Mohawk s’est engagé à intégrer les savoirs numériques à tous ses programmes, déclare Rebecca Isowa, gestionnaire des programmes d’éducation continue pour le développement de la technologie et des compétences.

« À Mohawk, un des principaux objectifs stratégiques est d’incorporer, dans une large gamme de ses programmes d’enseignement à temps plein et d’éducation continue, des technologies numériques innovantes qui touchent notamment l’analyse prédictive, la cybersécurité, l’intelligence artificielle et les chaînes de blocs. Ces compétences sont applicables et recherchées dans tous les secteurs et toutes les industries. »

Un laboratoire d’automation à la fine pointe s’est doté d’un nouvel objectif numérique, par lequel l’analyse des données infonuagiques sert à améliorer le fonctionnement d’une usine, explique George Miltenburg, doyen associé du département des techniques du génie.

« Nous construisons actuellement un laboratoire de biologie appelé à devenir une usine de production de biocarburants à petite échelle. Son fonctionnement sera entièrement numérique, grâce à un partenariat avec McMaster University. Ces nouveaux investissements donnent une large place à la technologie numérique. »
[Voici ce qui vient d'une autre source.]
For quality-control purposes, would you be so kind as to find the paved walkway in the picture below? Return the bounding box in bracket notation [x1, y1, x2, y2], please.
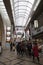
[0, 50, 43, 65]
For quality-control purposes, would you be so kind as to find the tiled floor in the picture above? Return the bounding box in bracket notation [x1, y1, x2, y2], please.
[0, 50, 43, 65]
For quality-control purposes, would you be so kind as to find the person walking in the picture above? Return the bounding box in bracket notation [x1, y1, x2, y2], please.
[10, 42, 13, 51]
[0, 42, 2, 55]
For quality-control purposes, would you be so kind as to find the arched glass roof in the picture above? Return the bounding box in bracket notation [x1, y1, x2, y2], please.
[13, 0, 35, 26]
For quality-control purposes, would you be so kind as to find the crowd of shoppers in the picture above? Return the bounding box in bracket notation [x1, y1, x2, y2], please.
[16, 41, 39, 63]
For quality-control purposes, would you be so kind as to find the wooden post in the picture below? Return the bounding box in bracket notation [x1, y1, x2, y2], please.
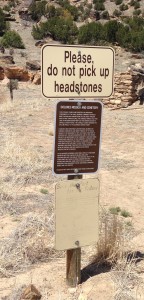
[66, 175, 82, 287]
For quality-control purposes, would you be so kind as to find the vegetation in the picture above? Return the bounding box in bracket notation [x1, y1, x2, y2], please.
[78, 17, 144, 52]
[29, 0, 47, 21]
[28, 0, 144, 52]
[32, 17, 78, 44]
[29, 0, 79, 21]
[1, 30, 25, 49]
[115, 0, 123, 5]
[0, 8, 7, 35]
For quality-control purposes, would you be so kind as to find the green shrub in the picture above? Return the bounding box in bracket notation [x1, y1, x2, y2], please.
[78, 22, 104, 44]
[57, 0, 79, 21]
[1, 30, 25, 49]
[113, 9, 122, 17]
[120, 3, 128, 11]
[134, 2, 140, 9]
[115, 0, 123, 5]
[32, 17, 78, 44]
[130, 0, 135, 6]
[29, 0, 47, 21]
[133, 9, 141, 16]
[94, 2, 105, 11]
[0, 8, 6, 35]
[101, 10, 109, 20]
[3, 5, 11, 12]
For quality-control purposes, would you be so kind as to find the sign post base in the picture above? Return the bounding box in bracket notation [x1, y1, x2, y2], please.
[66, 175, 82, 287]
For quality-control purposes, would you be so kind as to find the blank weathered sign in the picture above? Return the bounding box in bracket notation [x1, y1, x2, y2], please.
[55, 179, 99, 250]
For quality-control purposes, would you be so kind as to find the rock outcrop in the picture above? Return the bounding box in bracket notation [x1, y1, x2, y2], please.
[102, 72, 140, 107]
[0, 54, 15, 65]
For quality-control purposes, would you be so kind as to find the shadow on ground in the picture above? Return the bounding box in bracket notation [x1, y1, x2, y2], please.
[81, 263, 111, 283]
[81, 251, 144, 283]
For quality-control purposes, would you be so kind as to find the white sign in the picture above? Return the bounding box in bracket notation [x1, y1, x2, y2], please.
[55, 178, 99, 250]
[42, 44, 114, 99]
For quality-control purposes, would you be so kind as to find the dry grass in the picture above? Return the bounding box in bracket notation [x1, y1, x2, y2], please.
[0, 213, 63, 277]
[111, 258, 144, 300]
[93, 209, 132, 266]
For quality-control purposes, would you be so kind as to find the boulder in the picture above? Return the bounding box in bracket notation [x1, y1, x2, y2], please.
[0, 66, 5, 80]
[0, 55, 15, 64]
[5, 66, 33, 81]
[20, 284, 42, 300]
[26, 60, 41, 71]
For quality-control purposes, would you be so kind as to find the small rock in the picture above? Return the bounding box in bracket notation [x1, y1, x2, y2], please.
[68, 288, 76, 294]
[78, 293, 87, 300]
[26, 60, 41, 71]
[20, 284, 42, 300]
[33, 72, 41, 85]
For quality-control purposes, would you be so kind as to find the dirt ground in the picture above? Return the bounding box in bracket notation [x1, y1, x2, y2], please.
[0, 8, 144, 300]
[0, 78, 144, 300]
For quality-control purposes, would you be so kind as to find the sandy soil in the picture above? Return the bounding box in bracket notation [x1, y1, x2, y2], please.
[0, 9, 144, 300]
[0, 78, 144, 300]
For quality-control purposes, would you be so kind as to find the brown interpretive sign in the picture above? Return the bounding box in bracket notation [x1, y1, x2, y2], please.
[42, 44, 114, 99]
[53, 100, 102, 175]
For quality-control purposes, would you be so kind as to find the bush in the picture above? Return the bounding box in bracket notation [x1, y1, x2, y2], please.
[113, 9, 122, 17]
[78, 22, 104, 44]
[32, 17, 78, 44]
[102, 10, 109, 20]
[133, 9, 141, 16]
[0, 8, 6, 35]
[29, 0, 47, 21]
[1, 30, 25, 49]
[115, 0, 123, 5]
[134, 2, 140, 9]
[95, 2, 105, 11]
[120, 3, 128, 11]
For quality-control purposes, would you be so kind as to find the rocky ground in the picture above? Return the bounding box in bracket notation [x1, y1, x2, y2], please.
[0, 5, 144, 300]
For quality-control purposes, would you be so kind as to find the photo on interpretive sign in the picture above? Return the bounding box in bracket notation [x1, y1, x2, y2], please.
[42, 44, 114, 99]
[53, 100, 102, 175]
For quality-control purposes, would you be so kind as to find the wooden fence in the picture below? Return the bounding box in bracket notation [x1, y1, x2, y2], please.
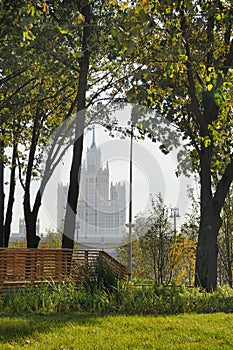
[0, 248, 127, 293]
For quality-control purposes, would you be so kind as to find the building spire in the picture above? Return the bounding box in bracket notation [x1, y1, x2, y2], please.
[91, 126, 96, 149]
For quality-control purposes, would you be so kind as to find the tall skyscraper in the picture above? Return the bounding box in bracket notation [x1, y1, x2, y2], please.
[57, 129, 126, 247]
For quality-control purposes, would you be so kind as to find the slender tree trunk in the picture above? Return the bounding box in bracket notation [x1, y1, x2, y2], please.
[62, 0, 90, 249]
[23, 108, 41, 248]
[4, 143, 18, 247]
[0, 133, 5, 247]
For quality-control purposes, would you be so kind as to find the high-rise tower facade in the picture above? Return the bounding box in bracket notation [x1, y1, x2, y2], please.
[57, 129, 126, 247]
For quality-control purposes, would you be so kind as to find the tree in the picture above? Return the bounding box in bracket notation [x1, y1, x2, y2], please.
[218, 186, 233, 288]
[115, 1, 233, 291]
[0, 0, 125, 247]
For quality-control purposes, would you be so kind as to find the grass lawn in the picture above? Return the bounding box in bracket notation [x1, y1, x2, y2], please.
[0, 313, 233, 350]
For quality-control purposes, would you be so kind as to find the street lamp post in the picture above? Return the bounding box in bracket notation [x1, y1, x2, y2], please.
[126, 125, 134, 281]
[76, 221, 80, 243]
[170, 207, 180, 235]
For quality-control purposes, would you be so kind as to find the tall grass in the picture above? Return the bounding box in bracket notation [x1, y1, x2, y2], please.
[0, 259, 233, 315]
[0, 282, 233, 315]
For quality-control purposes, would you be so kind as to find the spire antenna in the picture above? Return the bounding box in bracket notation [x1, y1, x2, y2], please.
[91, 126, 96, 148]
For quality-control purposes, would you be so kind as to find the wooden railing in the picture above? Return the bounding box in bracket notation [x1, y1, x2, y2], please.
[0, 248, 127, 293]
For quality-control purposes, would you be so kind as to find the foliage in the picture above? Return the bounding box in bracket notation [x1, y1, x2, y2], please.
[78, 256, 118, 295]
[116, 195, 197, 285]
[1, 282, 233, 315]
[112, 1, 233, 291]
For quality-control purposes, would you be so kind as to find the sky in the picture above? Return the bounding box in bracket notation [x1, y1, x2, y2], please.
[12, 104, 195, 233]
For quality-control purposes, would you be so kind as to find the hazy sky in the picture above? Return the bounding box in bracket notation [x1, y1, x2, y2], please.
[12, 104, 195, 232]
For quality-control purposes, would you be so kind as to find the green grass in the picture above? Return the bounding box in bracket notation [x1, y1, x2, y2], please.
[0, 312, 233, 350]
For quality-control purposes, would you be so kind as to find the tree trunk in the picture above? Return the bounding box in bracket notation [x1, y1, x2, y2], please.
[195, 204, 221, 292]
[195, 146, 233, 292]
[4, 144, 17, 247]
[23, 108, 42, 248]
[0, 133, 5, 247]
[62, 0, 90, 249]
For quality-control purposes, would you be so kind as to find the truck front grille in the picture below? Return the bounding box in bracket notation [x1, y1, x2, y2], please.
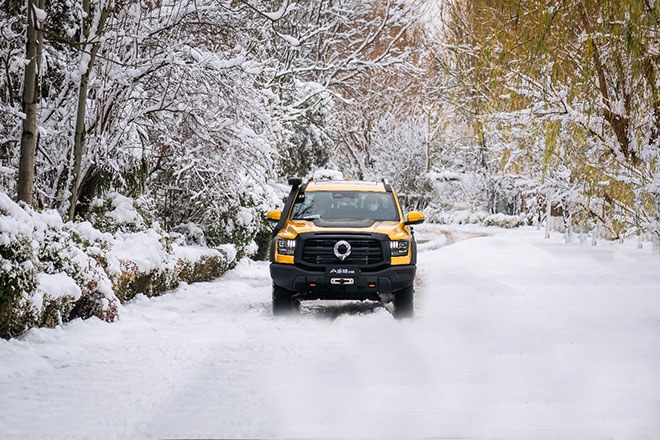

On s’emploie également à planifier un nouveau centre d’entrepreneuriat numérique et étudiant qui offrira des compétences numériques de base dans un environnement concret et innovant, dans le prolongement du modèle The Agency, qui connaît beaucoup de succès à Mohawk.

Le collège propose également des programmes uniques en leur genre en réalité augmentée et virtuelle, en médias accessibles et en cybersécurité.

Ce qui distingue l’approche de Mohawk, ajoute Mme Dallaire, c’est sa vision de la technologie en tant qu’écosystème : des éléments individuels qui, en plus de tourner de façon autonome, forment aussi un ensemble fonctionnel.

« Les étudiants de Mohawk étudient tout le système. Cette approche produit une grande valeur sur le marché du travail, car bon nombre des grandes sociétés mondiales construisent non pas des produits, mais des écosystèmes. »

Pour celles et ceux qui cherchent à bonifier leurs compétences, le programme d’éducation continue de Mohawk offre plus de 150 cours, notamment en gestion de projet, en conception Web, en analyse prédictive et en méthode Lean Six Sigma, dans une large gamme de disciplines. Les étudiants peuvent suivre un cours, accumuler des badges numériques et même obtenir des crédits de niveau supérieur à temps partiel, en classe ou en cours hybride.

« Notre objectif est d’amener les gens qui possèdent des compétences théoriques et pratiques à passer au niveau supérieur en y ajoutant des couches de compétences numériques et d’expertise avancée en technologies émergentes. Il y a tellement de façons et de raisons d’apprendre! », résume Mme Isowa.